Q&A: Words on the Times – Carol Bouwer & Elana Brundyn, Norval Foundation – women leading in the arts in a time of disruption

AiW guests: Carol Bouwer and Elana Brundyn

“We must ensure that the women on our continent know that Elana Brundyn with her illustrious background in the art world, chose to attach her name as CEO to this great monument, and to serve with Nku Heita Nyembezi who is one of the most respected African women in leadership in our country and the world. I as a woman will also be learning from giants whose wisdom I will surely share openly.”

— Carol Bouwer, founder The Mbokodo Awards, an event to recognise women who have shown leadership, fostered growth and made efforts to strengthen the arts.

Elana Brundyn and Carol Bouwer

A long-time supporter of art and culture, SA’s legendary media entrepreneur Carol Bouwer recently joined the Norval Foundation Board of Trustees, alongside members Nonkululeko Nyembezi, Louis Norval, Steve Kettle, Mareli Voster, Gary Vogelman, Karel Nel, and Norval Foundation CEO Elana Brundyn.

Trailblazing women in the arts, Carol and Elana offer two Q&As for us here – their Words on the Times, an AiW Q&A set that aims to connect the blog’s communities through their experiences of the pandemic; and a further discussion that took place at the Norval Foundation, which provides an insight into the Foundation’s vision, in and beyond this time of disruption.

Words on the Times with Elana Brundyn.

AiW: Could you tell us a bit about your own work and the ways that the pandemic has altered your plans?

C. Norval Foundation website- https://www.norvalfoundation.org/kids/

Elana Brundyn: At Norval Foundation we have successfully put on 16 exhibitions since opening and in the process brought a lively array of cultural experiences and ideas to Cape Town and South Africa. We celebrate creativity, teach and stimulate questions about our world, and engage audiences of all ages by creating an enriching experience for all visitors. Artists, musicians, scholars, collectors and curators, and of course the general public have physically visited our exhibitions and public programmes. With COVID-19 we have had to close the Foundation and stop the programme. The artworks stand in the closed, dark galleries and no one sees or experiences the work physically, which is very sad especially for the many school kids we took on daily tours.

We had to find ways to still educate or teach using our exhibitions as a tool, and we developed Norval #60SecondArt clips and pursued new collaborations – most recently with Cape City Ballet. We are still finding our way daily in this new normal by researching and developing new ways to reach our audiences and share our art.

AiW: In what ways are you working now that you weren’t before?
EB: Working daily in my home office via Zoom calls and many many mails.
It has been wonderful to see how the Norval Team works together effectively from a distance.

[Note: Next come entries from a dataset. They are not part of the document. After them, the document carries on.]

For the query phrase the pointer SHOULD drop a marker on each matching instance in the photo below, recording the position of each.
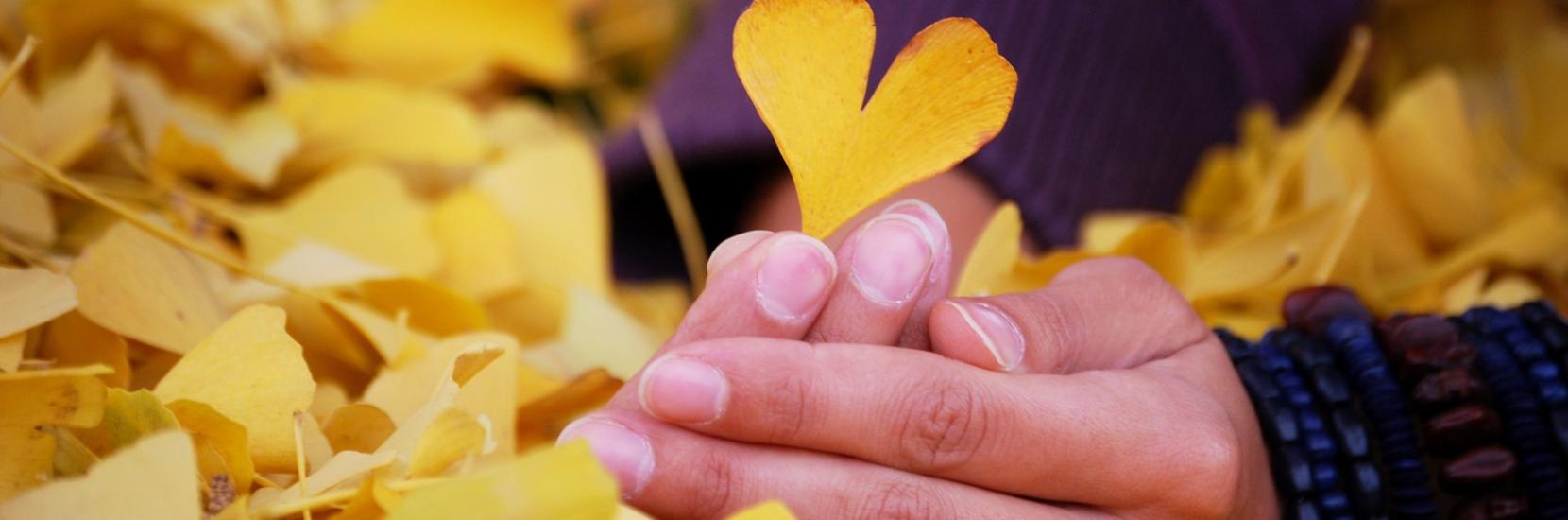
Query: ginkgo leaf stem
(676, 199)
(147, 225)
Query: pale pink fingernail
(997, 332)
(682, 390)
(795, 277)
(893, 253)
(733, 247)
(624, 453)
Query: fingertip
(734, 247)
(976, 334)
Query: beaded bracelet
(1304, 455)
(1540, 465)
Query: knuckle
(714, 494)
(903, 500)
(941, 426)
(786, 407)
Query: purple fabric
(1116, 102)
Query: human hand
(1151, 420)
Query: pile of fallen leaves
(267, 258)
(1454, 192)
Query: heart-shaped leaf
(805, 63)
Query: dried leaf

AiW: What have you found most supportive and/or heart lifting in this time?
EB: Looking out of my home office window and seeing majestic Table Mountain does lift my spirits. I have been inspired by peoples’ inner strength and the deeper sense of gratitude, almost a post-traumatic growth.

I remind myself of the Darwin quote, “It is not the strongest of the species that survives, nor the most intelligent; it is the one most adaptable to change.”

AiW: How can our communities support you?
EB: I hope that business will be exploring stronger and creative partnerships with cultural institutions. We need each other for relevance and responsibility.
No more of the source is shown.